Although young women do considerable better on average then men in school, the variance in performance among men is much greater than the variance among women, and admisssion policies should depend on variance as well as mean performance. Due to their greater variance, many more men drop out of school, have failing grades, study little, have disciplinary problems, and the like. Greater variance also implies, however, that many more of the outstanding students are men. Certainly after many decades of teaching economics, I would confirm that my female students have done better on the average, while the men were more likely to be at both tails of the distribution; that is, men were more often both very bad and very good. I would hasten to add, however, that I have had a considerable number of very exceptional female students too.
Larry Summers got into trouble by suggesting that the variance in gender difference in achievement- a gender differ in performance is found on many dimensions of behavior- might have a genetic basis. It surely might for reasons put forward by many biologists, but I believe (and I am confident that Summers would agree) that the difference in variance is mainly explained by interactions between genetic and environmental forces. Young girls may be discouraged from high achievement, or young women may recognize that they will have and want childcare responsibilities, and realize that this will cut down on their career commitments.
Of great social concern is the very poor performance by African American and Hispanic young men compared to young women of the same race or ethnicity. African American young men not only tend to drop out of high school more and are less likely to go to college, but the men are also far more likely to end up as delinquents, in jail, murdered, unemployed, and in other bad circumstances. This to me is the most serious racial issue in the United States, and is only partly reflected in the much higher college enrollment rates of African American women than men.
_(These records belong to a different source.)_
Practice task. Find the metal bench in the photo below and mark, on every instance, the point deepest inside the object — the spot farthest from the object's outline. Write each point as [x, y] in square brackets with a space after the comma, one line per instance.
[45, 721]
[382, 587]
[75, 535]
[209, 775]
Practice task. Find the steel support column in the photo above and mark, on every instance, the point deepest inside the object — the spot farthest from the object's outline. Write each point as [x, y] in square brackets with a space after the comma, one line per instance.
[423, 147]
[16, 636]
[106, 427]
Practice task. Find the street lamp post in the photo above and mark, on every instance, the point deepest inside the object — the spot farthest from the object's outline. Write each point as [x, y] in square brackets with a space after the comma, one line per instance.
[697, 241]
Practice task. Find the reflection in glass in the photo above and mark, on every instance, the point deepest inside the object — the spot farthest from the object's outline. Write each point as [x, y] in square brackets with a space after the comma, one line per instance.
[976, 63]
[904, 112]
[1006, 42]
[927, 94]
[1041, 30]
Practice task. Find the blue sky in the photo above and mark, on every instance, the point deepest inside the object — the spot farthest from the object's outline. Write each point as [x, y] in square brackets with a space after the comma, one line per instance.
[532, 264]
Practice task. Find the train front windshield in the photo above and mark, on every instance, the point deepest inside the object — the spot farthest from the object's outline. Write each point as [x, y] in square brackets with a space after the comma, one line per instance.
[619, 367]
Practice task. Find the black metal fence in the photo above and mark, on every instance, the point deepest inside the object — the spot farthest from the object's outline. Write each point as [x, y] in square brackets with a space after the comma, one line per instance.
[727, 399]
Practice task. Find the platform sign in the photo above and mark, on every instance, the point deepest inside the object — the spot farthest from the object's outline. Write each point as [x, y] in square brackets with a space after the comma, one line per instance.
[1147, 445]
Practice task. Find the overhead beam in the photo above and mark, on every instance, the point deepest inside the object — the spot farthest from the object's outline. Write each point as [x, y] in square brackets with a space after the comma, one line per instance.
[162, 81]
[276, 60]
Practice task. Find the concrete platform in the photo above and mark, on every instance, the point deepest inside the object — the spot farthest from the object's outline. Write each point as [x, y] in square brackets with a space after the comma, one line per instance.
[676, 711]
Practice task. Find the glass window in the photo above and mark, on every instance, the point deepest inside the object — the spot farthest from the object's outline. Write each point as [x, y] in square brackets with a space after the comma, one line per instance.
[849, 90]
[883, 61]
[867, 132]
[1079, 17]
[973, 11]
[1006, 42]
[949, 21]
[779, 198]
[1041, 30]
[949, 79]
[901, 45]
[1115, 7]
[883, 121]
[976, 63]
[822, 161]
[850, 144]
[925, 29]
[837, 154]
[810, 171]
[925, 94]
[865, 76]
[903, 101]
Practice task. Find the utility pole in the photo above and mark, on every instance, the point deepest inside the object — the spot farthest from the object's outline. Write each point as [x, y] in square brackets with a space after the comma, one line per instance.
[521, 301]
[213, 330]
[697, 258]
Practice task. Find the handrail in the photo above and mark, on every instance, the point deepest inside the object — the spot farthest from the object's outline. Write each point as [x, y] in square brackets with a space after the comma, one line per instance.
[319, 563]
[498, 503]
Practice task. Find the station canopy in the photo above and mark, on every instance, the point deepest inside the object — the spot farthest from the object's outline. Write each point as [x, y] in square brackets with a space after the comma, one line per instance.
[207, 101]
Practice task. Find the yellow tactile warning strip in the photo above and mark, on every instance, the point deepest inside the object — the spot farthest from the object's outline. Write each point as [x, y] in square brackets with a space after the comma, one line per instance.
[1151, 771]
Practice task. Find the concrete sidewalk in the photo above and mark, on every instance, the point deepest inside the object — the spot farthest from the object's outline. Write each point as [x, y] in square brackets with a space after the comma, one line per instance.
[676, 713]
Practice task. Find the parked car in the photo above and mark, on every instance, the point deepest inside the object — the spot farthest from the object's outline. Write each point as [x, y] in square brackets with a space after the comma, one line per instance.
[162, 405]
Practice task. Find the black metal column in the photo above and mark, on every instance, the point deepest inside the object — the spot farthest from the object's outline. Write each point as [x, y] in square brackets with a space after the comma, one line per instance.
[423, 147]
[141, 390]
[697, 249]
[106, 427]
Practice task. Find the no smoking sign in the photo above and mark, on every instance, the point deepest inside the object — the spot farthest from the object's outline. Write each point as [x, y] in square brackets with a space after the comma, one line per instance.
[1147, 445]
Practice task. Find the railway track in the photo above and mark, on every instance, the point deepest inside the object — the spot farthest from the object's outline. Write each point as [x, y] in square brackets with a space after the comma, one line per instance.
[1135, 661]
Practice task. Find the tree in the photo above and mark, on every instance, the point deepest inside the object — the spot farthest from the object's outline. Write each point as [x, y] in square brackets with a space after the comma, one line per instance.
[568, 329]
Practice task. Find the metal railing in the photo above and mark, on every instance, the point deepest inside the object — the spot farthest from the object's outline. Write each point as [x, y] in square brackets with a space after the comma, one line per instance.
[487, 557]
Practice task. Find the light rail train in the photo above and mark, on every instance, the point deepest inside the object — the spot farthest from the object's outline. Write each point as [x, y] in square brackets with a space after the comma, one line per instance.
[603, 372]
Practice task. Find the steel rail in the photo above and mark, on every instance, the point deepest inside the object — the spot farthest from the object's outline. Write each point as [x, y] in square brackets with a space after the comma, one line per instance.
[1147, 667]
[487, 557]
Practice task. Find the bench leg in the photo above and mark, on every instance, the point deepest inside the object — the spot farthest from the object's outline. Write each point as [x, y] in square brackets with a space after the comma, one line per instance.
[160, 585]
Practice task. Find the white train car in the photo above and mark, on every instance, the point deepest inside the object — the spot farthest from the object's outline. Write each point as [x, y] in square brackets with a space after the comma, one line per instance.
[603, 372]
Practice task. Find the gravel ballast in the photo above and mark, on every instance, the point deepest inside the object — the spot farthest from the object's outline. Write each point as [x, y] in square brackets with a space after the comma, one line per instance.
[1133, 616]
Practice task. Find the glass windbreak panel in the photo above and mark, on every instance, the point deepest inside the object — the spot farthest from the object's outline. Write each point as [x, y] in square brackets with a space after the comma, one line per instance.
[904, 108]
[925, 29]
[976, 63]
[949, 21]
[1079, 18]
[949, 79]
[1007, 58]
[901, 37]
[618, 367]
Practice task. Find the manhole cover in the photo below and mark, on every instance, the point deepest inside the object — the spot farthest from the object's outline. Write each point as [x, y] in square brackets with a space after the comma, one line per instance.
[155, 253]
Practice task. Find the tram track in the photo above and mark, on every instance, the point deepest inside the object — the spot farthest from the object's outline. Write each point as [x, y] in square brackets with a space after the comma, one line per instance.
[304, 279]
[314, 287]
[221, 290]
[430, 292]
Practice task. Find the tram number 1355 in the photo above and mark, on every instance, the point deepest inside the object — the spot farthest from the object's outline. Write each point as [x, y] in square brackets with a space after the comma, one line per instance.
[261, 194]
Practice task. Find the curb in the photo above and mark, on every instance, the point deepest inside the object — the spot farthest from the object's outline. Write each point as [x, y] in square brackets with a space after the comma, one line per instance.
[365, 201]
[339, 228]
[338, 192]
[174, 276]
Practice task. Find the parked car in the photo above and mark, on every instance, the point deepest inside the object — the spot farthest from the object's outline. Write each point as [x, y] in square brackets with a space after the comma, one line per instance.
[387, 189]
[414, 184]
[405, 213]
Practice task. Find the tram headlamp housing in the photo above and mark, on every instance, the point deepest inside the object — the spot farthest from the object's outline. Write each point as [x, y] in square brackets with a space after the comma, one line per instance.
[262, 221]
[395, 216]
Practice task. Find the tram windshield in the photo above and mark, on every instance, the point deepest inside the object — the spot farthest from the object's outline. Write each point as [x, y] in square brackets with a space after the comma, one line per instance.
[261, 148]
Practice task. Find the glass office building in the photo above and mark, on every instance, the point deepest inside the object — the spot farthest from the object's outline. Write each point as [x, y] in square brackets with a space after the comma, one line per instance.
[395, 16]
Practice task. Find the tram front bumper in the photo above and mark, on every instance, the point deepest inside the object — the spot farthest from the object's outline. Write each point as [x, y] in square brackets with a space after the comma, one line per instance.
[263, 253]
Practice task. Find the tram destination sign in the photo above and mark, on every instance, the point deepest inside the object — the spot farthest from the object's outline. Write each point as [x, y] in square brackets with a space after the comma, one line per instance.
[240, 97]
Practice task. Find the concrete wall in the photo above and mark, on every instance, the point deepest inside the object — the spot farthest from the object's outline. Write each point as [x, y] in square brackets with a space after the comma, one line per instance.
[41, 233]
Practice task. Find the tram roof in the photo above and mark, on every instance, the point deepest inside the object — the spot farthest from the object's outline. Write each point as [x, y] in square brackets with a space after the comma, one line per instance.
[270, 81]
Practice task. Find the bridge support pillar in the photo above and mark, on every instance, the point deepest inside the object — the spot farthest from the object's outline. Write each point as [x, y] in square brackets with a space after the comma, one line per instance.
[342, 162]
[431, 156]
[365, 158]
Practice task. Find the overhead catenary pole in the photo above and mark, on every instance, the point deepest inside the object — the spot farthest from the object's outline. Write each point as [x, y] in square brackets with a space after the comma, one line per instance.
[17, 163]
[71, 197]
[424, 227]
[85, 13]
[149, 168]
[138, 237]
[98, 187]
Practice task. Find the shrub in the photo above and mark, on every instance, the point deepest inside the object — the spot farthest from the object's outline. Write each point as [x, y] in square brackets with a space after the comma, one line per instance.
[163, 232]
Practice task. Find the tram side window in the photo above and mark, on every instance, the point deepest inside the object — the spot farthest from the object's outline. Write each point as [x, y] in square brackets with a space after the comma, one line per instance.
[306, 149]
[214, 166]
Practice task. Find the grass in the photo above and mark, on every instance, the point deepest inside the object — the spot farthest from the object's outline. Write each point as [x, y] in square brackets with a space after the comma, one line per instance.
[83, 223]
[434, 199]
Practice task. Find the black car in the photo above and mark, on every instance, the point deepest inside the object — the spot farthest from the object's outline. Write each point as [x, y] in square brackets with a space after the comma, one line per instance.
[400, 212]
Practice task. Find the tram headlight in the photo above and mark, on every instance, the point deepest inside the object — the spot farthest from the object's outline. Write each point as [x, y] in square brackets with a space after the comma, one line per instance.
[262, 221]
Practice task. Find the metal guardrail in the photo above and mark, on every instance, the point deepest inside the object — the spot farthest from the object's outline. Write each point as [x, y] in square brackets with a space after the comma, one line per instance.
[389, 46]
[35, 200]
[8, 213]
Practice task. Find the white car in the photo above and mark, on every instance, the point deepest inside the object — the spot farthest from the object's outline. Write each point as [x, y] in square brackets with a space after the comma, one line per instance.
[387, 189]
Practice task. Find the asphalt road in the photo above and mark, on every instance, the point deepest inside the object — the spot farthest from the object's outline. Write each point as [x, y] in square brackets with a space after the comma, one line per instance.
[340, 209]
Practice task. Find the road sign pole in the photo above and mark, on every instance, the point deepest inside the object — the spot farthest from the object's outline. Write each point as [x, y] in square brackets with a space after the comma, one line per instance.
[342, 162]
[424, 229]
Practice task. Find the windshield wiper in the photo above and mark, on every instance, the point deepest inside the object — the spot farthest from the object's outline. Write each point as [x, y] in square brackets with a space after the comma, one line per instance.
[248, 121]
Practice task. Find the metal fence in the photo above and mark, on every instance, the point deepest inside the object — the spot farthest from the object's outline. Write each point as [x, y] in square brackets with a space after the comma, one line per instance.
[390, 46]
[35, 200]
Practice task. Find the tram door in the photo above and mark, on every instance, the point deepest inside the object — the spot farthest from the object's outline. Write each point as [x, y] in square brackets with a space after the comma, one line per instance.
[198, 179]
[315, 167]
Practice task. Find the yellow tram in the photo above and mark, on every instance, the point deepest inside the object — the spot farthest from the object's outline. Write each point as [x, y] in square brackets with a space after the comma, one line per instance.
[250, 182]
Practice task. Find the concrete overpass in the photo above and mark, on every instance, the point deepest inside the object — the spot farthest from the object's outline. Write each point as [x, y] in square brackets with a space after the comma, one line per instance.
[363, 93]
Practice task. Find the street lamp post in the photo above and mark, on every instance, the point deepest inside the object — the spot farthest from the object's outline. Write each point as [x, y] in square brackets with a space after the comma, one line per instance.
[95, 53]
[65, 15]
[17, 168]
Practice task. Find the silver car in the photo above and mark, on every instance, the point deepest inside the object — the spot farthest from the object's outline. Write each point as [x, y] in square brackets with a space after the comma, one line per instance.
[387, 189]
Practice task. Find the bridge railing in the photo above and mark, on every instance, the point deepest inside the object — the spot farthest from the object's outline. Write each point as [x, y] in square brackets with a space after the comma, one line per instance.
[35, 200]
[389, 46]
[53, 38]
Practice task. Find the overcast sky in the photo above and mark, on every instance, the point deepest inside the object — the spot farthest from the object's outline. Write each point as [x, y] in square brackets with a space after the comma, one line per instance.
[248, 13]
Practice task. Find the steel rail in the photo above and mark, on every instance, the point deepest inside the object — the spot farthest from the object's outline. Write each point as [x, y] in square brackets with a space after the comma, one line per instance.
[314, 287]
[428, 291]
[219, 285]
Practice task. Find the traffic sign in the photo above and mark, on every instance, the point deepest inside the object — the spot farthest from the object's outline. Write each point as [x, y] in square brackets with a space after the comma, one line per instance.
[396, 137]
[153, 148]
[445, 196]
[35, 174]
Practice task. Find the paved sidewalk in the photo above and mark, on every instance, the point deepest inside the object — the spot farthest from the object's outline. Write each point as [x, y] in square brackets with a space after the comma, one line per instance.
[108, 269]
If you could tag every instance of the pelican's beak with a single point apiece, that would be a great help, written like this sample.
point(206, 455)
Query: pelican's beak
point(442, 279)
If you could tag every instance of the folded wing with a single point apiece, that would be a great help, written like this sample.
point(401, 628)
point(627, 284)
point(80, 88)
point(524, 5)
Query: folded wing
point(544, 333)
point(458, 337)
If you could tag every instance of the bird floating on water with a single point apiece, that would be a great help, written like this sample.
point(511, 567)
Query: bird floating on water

Perhaps African American boys are more affected than girls by the absence of fathers in their households, or negative peer pressure is more harmful to boys, or drug selling and other crimes is more appealing to them compared to school, and so on. I am not going to try to solve such a major problem in this post, except to indicate that legalizing drugs would help African American young men, and so too would any steps that can be taken to stabilize the family structure of African Americans.
The final issue I address is whether it is proper for colleges to use an affirmative action plan for men; that is, to have easier admission standards for male applicants to bring enrollments closer to 50-50 for men and women. I believe it is a perfectly legitimate strategy. Since the US higher education system is highly competitive, different schools should be allowed to choose their policies on these and most other issues. Then they compete for students and for funds from donors by offering different programs, including the ratio of female to male students.
An additional factor in this case is that usually does not apply to affirmative action programs to help racial or ethnic minorities is that the group facing higher standards, female applicants, often want schools to try to get more male students so that their social life would be better. After all, most schools that formerly had students of only one sex-such as Princeton and Vassar- have become coed to provide a better social and perhaps also intellectual life. Since affirmative action toward men would be supported not only by men, but also by many women, easier standards for male applicants seems to be a desirable policy for many colleges.